I only get sleepless nights
Alone here in my half-empty bed
For you things seem to turn out right
I wish, they'd only happen to me instead

Marcus complains that the Ramones can't—or won't—get inside the roles they assume. In "What Do I Get?" Pete Shelley sings as if his body is surprising, maybe embarrassing, him with its admission of need and sorrow (and self-pity). Do we get this level of emotional intensity, of vulnerability wrapped up in passionate, hook-filled rock and roll in the Ramones'? Is that what they were after?

3 comments:

M_Sharp said...

I don't hear the anger in the Ramones that I hear in the Sex Pistols or Clash. Maybe that's why Marcus thinks there wasn't much conviction in their music. I understand about how the music "has to be enormous and maybe frightening in its intensity", but the Ramones just weren't that kind of band.

Two reasons they were great were their pop sensibility and their humor, intentional or not. I don't think that "We're A Happy Family" could ever have been sordid, Joey's laments are over the top funny, and how can you not laugh at "Daddy likes men"?

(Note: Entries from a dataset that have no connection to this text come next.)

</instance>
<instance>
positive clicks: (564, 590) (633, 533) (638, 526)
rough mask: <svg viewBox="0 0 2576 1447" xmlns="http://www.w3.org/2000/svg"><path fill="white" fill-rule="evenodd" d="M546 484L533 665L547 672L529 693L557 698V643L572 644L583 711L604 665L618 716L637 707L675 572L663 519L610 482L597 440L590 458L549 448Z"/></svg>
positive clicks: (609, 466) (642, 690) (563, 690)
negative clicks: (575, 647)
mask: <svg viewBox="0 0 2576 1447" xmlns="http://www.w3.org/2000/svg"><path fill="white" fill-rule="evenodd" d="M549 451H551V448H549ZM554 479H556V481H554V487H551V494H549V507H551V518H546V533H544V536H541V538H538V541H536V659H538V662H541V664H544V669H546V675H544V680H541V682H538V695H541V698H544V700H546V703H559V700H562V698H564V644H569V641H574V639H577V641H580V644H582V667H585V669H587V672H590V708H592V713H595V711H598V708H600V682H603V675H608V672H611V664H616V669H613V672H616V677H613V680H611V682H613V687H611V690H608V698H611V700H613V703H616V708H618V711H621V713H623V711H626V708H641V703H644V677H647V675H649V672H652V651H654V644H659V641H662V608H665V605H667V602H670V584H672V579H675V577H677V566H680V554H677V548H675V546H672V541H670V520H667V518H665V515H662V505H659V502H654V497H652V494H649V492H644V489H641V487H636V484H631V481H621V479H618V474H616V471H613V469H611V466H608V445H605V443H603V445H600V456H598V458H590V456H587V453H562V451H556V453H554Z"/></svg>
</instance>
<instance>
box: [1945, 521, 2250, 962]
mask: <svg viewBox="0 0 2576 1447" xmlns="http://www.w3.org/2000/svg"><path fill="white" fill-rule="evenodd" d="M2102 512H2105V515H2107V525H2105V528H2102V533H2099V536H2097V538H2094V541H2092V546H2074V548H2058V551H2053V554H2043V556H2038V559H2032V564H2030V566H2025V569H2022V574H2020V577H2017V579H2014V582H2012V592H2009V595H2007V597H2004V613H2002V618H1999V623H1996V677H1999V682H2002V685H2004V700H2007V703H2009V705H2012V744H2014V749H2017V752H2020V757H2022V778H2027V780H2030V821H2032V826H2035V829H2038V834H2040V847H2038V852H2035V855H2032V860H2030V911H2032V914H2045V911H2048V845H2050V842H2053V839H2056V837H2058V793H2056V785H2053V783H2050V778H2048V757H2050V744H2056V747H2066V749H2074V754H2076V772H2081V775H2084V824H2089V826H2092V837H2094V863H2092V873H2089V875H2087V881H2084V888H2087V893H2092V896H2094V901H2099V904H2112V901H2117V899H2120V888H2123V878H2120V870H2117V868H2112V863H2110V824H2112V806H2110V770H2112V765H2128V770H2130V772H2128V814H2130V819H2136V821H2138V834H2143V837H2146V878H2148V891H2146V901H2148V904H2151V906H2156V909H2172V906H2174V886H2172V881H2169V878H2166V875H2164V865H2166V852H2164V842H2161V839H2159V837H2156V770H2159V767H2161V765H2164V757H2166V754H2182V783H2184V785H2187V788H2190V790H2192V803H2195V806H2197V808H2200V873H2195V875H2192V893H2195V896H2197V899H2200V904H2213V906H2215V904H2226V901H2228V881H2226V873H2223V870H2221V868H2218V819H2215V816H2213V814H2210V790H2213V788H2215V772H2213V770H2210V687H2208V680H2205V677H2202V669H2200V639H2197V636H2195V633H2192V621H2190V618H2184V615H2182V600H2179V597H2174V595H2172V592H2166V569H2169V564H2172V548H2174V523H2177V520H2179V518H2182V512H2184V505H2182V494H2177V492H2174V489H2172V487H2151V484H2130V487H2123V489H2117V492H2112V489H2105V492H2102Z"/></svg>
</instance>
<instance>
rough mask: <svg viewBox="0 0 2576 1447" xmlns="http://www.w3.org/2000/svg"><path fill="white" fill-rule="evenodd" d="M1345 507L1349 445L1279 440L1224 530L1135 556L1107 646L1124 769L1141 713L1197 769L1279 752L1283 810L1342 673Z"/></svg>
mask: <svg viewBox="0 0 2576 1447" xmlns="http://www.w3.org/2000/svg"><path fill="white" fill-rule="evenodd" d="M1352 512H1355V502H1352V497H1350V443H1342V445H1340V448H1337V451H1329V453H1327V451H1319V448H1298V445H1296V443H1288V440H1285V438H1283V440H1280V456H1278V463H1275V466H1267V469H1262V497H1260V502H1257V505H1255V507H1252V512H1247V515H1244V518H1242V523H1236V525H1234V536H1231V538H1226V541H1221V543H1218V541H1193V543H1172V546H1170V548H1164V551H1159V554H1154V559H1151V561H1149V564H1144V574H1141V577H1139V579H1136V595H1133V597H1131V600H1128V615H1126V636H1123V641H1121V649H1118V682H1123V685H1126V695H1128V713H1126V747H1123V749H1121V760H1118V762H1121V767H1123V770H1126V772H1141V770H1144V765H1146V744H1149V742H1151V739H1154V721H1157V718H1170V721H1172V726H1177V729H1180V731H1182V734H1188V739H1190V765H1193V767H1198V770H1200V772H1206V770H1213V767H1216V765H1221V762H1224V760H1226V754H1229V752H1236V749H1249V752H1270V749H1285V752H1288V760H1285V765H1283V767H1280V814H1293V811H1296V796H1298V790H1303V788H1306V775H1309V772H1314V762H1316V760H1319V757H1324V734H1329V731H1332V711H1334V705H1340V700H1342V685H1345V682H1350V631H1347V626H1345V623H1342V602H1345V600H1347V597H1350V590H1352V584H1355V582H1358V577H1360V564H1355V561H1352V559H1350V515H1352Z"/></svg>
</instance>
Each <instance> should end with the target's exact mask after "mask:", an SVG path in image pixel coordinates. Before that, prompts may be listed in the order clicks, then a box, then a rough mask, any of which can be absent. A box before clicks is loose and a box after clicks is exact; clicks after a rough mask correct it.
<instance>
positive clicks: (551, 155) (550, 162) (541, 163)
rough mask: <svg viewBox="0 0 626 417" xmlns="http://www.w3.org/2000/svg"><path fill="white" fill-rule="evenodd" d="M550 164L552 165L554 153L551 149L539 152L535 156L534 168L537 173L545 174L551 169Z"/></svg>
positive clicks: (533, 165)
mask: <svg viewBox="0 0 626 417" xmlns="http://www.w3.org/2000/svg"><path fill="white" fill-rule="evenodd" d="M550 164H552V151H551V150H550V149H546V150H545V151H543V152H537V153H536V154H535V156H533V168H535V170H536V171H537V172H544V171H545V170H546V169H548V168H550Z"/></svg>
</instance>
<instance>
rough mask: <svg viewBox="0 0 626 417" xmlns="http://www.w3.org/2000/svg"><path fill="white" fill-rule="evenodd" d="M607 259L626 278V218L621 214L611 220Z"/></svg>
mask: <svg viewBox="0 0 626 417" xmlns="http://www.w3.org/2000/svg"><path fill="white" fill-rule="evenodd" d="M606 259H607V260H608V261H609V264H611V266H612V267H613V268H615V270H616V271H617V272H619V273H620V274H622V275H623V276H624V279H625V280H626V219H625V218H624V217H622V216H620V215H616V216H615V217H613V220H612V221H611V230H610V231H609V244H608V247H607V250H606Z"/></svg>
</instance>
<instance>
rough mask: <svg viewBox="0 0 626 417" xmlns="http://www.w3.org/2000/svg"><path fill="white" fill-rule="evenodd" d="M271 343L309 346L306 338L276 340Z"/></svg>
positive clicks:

I don't hear any smugness, there's just as much conviction with their music as anyone else's. If there's anger or frustration, the humor and melody tone it down. Joey couldn't spew bile and disgust like Johnny Rotten; "Glad To See You Go" isn't all that dangerous.

If you ever had any doubts about their conviction and intensity, you should have seen them live, they never held back.

Joe Bonomo said...

No doubts here, M! I love the band, and saw them several times starting in 1984. Fantastic live band. I think that Marcus's comments about something having to be at stake in R&R are interesting, and worth discussing. As I wrote, I disagree with him about the Ramones. They weren't his band, though I often wonder if his take on the NYC 70s scene would've been different had he grown there and not N CA.

M_Sharp said...

Hi Joe-

I understand what Marcus means about something having to be at stake, I remember some of what he wrote about '68 Comeback Elvis in Mystery Train. Moments like that don't seem to come up very often, though.

I still don't get the "smug" Ramones remark.